BLAST (Basic Local Alignment Search Tool) is a popular tool for finding sequences in a given database that are similar to a query sequence. Traditionally, BLAST displays these results as a sorted list of matches between the query and each database sequence. While this display is useful for examining how each subject sequence matches the query, it treats all subject sequences the same, regardless of the quality of the sequence data or its annotation, and also does not allow easy comparisons between different subject sequences.
For example, the subject sequences may fall into multiple groups of similar sequences, or all of the subject sequences may be more similar to each other than to the query. A common way to obtain this information is to construct a multiple sequence alignment of the query and some or all of the subject sequences, but to this point, BLAST has not provided such alignments directly.
Enter SmartBLAST! SmartBLAST is a new and experimental NCBI tool that makes it easier to complete common sequence analysis tasks, such as finding a candidate protein name for a sequence, locating regions of high sequence conservation, or identifying regions covered by database sequences but missing from the query.
To do this, SmartBLAST performs the following tasks in much less time than it takes to run a typical BLASTp search:
- a BLASTp comparison of the query with the closest matching sequences available;
- a parallel BLASTp search to find the closest matches to high quality sequences from model organisms;
- a multiple alignment between the query and five of the closest matching sequences (usually including two high quality sequences);
- an analysis that produces a phylogenetic tree from the multiple sequence alignment.
SmartBLAST then presents the results of the above tasks in a graphical view similar to that of a regular BLASTp search.
Figure 1 presents a sample SmartBLAST search with a predicted protein (XP_006115387.1) as the query. The display includes a phylogenetic tree in which every leaf-node is labeled with either the common name of the organism (if available) or the scientific name. This tree displays a wide taxonomic diversity that includes reptiles, mammals, and birds. The display also clearly indicates that the query contains N-terminal sequence that is not found in the matching sequences, and C-terminal sequence that BLAST could not align in the top three matches.
SmartBLAST can be accessed at http://blast.ncbi.nlm.nih.gov/smartblast/. It is still in an experimental phase and will change with little or no notice.
Please give it a try and let us know what you think by commenting on this post!
8 thoughts on “SmartBLAST: Faster BLASTp search results in a graphical view”

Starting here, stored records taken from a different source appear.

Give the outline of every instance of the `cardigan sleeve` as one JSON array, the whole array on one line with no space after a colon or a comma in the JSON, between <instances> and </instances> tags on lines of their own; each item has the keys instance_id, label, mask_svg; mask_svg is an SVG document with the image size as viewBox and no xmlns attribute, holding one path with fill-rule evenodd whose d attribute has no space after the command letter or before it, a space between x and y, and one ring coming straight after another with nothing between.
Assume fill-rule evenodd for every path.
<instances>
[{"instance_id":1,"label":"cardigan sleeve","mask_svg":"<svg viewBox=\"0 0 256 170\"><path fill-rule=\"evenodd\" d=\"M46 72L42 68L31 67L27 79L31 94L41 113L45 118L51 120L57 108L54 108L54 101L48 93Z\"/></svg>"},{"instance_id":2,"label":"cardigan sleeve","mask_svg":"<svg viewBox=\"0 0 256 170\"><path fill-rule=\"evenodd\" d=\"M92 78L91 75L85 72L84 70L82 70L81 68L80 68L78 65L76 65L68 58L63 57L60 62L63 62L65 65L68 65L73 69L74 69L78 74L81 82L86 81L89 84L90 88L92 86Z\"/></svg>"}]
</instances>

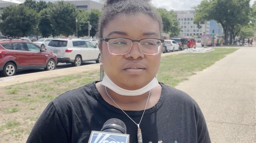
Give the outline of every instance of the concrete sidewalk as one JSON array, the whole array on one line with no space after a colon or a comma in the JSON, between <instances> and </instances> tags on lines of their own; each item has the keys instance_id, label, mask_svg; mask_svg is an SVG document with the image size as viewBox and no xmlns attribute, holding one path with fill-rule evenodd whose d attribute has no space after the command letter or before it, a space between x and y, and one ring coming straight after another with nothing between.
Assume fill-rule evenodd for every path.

Looks really nice. Please provide access to SmartBlast via the URL API
I like it! It was lightning fast, and gives a lot of useful information that one usually wants when dealing with a new sequence. I can see this being my new ‘go to’ protein blast tool to use as a jumping off point for new proteins. I must say that it did over-emphasize some poor hits in the example I tried, I’m not sure why.
I found smartBlast very useful. How should I cited it , if I gonna use it in a publication?
Here is the NLM style citation for SmartBLAST:
SmartBLAST [Internet]. Bethesda (MD): National Library of Medicine (US), National Center for Biotechnology Information; 2016 – cited 2016 Jul 12. Available from: http://blast.ncbi.nlm.nih.gov/blast/smartblast/
If you’re talking about SmartBLAST as a resource and need to cite a paper about it, it is mentioned in this year’s NAR Database Issue, in a paper called “Database resources of the National Center for Biotechnology Information.”: https://www.ncbi.nlm.nih.gov/pubmed/26615191
Hi, SmartBlast is great so far. Now, I would love to have the smart blast results but using more than one query. Or at least select which landmark database sequences I want to use.